3.4 Genome-wide - 1000G imputed - G0 partners (gi_1000g_g0p)
3.4.1 Description
This dataset contains genome-wide array data imputed to the 1000 genomes reference panel for G0 partners, with some additional G0 mothers and G1 individuals. This data has been cleaned, flipped to the positive strand and in b37 coordinates and imputed to the 1000 genomes phase I version 3. Reference genome build: GRCh37
3.4.2 Methodology
3,453 ALSPAC mother and fathers and 535,478 SNPs were genotyped using the Illumina HumanCoreExome chip genotyping platforms by the ALSPAC lab and called using GenomeStudio. The resulting raw genome-wide data were subjected to standard quality control methods using PLINK (v1.07). Individuals were excluded on the basis of gender mismatches (n = 80); minimal or excessive heterozygosity (n = 64); disproportionate levels of individual missingness (>5%, n = 60) and possible contamination (n = 3).
Population stratification was assessed by multidimensional scaling analysis and compared with 1000 Genomes phase 3 data and principal component analysis (n = 266); all individuals with non-European ancestry were removed.

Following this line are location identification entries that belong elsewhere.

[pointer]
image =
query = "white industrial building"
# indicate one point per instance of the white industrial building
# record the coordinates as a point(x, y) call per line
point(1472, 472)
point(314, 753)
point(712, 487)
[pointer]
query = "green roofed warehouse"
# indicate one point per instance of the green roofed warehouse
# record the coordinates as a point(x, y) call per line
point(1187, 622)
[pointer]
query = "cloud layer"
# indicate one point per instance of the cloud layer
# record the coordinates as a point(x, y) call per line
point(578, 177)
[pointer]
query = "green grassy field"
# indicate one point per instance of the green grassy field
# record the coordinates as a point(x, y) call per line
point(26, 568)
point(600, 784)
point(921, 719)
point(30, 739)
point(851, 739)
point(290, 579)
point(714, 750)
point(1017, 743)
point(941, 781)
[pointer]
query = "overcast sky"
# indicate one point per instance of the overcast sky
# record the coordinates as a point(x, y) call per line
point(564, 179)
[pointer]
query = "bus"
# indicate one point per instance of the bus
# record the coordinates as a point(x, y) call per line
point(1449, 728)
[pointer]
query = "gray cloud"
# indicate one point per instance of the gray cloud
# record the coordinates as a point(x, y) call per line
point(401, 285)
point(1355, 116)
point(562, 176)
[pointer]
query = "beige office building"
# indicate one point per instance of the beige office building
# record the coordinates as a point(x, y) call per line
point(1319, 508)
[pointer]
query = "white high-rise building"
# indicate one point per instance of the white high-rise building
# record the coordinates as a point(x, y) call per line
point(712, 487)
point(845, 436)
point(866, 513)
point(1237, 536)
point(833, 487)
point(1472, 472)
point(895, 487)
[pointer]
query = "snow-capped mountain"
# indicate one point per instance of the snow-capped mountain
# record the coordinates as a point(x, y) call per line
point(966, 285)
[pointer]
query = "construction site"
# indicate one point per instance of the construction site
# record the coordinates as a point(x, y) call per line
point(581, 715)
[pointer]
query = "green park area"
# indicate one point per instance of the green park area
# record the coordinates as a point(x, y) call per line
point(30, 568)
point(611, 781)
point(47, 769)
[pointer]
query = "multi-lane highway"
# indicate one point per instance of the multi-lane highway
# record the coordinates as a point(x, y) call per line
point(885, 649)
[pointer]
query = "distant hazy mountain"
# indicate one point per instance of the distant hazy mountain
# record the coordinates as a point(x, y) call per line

Cryptic relatedness was measured as SNP relatedness in GCTA (relatedness > 0.1, n = 69 removed). SNPs with a call rate of < 95% or evidence for violations of Hardy-Weinberg equilibrium (P < 1E-7) and those which failed GenomeStudio quality control measures were removed (n = 21,298). 6,594 duplicate SNPs were also removed.
This resulted in 2,911 unrelated mothers and father genotypes at 507,586 SNPs. We then identified 2217 samples where aln assigned historically by the lab matched genetically assigned aln.
We phased data of 3074 samples that passed qc but contained related subjects in shapeit v2.r837. We then removed 155,336 monomorphic SNPs, 1033 markers not in 1000 genomes, 11,842 A/T or G/C SNPs and 10 duplicate sites to give 337,732 SNPs on chromosomes 1-23. Of the 329,363 markers on chromosomes 1-22, 298,742 overlapped the reference genome. We imputed to the 1000 genomes phase 1 version 3 using the Michigan Imputation Server. We then identified 2217 samples where aln assigned historically by the lab matched genetically assigned aln. We then removed 12 subjects who have withdrawn consent and 6 subjects genotyped in an earlier work package to give 2201 subjects.
1737 putative G0 partner-G1 pairs for whom both G0 partner and G1 have called genotype data available were identified based on ALN. Given the G0 partners were invited by the G0 mother to take part and only enrolled in the study in their own right several years later, it could not be assumed that all G0 partners were biologically related to G1. Called genotype data for the 1720 unique G0 partners and 1737 unique G1s were merged (i.e. there were 17 pairs of siblings/twins among the G1 offspring), using plink v1.90b7.2 64-bit (11 Dec 2023).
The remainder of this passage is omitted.